Sullivan, meanwhile, has been attacked for his traditional social views, and those of his supporters. A Tea Party-affiliated group whose leader is openly anti-homosexual has run ads on his behalf, and Winslow argues this could turn off moderate Bay State voters.
“If we win this race,” Winslow said, “we will set the tone and the agenda for 2014 and possibly even 2016, and that is too much of an opportunity to miss. It certainly is too important of an opportunity to blow by not focusing on electability as a consideration.”
But Gomez’s baggage is by far the heaviest. In 2008, he donated money to Barack Obama’s primary campaign. In a January letter to Gov. Deval Patrick seeking an interim appointment to Kerry’s Senate seat, Gomez backed up his credibility on the important debates over immigration and gun control by writing: “I support the positions that President Obama has taken on these issues, and you can be assured that I will keep my word and work on these issues as I have promised.”

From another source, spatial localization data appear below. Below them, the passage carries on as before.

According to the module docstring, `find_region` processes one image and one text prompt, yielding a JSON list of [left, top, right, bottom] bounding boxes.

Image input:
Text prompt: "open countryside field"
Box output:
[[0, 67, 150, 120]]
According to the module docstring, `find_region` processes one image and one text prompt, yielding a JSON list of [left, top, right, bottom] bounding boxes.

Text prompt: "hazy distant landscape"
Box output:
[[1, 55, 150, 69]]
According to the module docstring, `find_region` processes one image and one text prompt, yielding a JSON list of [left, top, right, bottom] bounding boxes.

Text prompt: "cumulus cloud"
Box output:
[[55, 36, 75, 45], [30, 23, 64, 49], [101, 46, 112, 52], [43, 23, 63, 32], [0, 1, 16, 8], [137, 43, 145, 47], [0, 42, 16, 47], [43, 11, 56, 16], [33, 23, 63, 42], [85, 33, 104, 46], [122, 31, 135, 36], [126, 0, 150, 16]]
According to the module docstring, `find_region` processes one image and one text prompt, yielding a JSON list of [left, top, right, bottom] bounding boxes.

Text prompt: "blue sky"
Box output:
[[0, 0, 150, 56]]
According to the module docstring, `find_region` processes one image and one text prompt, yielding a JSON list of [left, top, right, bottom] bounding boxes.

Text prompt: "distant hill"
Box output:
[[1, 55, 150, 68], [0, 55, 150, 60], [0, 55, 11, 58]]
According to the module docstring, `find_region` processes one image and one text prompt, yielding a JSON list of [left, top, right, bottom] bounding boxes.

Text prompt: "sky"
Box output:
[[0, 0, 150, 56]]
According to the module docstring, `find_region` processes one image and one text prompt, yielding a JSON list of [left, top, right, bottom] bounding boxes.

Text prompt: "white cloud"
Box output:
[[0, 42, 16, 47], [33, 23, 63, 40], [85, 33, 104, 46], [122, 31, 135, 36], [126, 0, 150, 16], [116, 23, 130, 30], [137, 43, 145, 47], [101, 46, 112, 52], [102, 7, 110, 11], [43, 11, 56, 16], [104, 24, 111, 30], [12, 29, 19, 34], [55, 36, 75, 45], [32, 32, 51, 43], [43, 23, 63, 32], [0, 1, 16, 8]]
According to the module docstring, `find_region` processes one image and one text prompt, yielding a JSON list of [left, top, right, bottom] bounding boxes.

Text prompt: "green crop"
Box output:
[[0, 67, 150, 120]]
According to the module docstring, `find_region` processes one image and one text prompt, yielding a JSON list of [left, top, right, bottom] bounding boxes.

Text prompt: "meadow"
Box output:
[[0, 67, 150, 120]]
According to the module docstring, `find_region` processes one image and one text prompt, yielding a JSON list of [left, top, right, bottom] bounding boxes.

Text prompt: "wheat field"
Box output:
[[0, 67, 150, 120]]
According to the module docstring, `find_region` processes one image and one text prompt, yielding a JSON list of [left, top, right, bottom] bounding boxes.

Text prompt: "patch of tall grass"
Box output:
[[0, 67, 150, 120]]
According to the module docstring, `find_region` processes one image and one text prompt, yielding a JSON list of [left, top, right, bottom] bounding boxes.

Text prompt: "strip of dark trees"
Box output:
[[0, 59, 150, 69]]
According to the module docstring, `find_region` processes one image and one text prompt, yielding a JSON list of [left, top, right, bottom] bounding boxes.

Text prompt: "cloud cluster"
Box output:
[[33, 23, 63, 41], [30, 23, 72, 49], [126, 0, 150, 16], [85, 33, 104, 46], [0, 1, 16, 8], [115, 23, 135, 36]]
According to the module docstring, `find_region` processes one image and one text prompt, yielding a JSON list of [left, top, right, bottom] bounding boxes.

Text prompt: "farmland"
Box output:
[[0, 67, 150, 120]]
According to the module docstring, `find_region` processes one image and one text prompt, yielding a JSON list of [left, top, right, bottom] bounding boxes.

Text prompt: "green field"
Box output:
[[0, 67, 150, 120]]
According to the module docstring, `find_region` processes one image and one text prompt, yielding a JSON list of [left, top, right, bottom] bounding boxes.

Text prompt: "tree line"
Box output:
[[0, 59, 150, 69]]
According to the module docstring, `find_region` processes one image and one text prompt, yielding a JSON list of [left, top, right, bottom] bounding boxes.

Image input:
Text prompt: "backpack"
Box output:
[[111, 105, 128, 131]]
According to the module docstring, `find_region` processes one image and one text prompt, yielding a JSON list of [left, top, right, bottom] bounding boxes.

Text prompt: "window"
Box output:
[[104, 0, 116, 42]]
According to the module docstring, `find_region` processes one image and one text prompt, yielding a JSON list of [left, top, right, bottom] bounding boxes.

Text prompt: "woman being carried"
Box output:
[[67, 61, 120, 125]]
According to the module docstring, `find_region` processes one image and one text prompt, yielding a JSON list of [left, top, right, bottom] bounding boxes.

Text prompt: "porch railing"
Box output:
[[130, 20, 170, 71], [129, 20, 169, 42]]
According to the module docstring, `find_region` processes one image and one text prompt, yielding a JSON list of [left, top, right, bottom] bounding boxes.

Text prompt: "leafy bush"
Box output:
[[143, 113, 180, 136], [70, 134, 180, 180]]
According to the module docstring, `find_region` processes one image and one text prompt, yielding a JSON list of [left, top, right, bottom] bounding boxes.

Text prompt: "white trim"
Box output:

He explains these details away. On the check to Obama: “I donated to his primary. It wasn’t in the general election, so, for me it didn’t really matter who won the primary. A friend of mine went to law school with him, and that was it.” On the letter: “All I meant was that I support some of his positions. By no means do I support all or most of his positions at all,” Gomez said. “I’m with Marco Rubio on immigration, and on gun control I’m a firm believer in the Second Amendment.”
Republicans will choose their nominee tomorrow, but recent polling shows that many voters are still undecided. No word on which candidate Karl Rove’s Conservative Victory Project prefers, or who makes SarahPAC’s “Palin’s Picks” list.
One thing, however, is for certain: With the special election less than two months away and a Democratic candidate who is sure to be strong (U.S. Reps. Ed Markey and Stephen Lynch are vying for the nomination), any GOP primary victory party had better be short lived.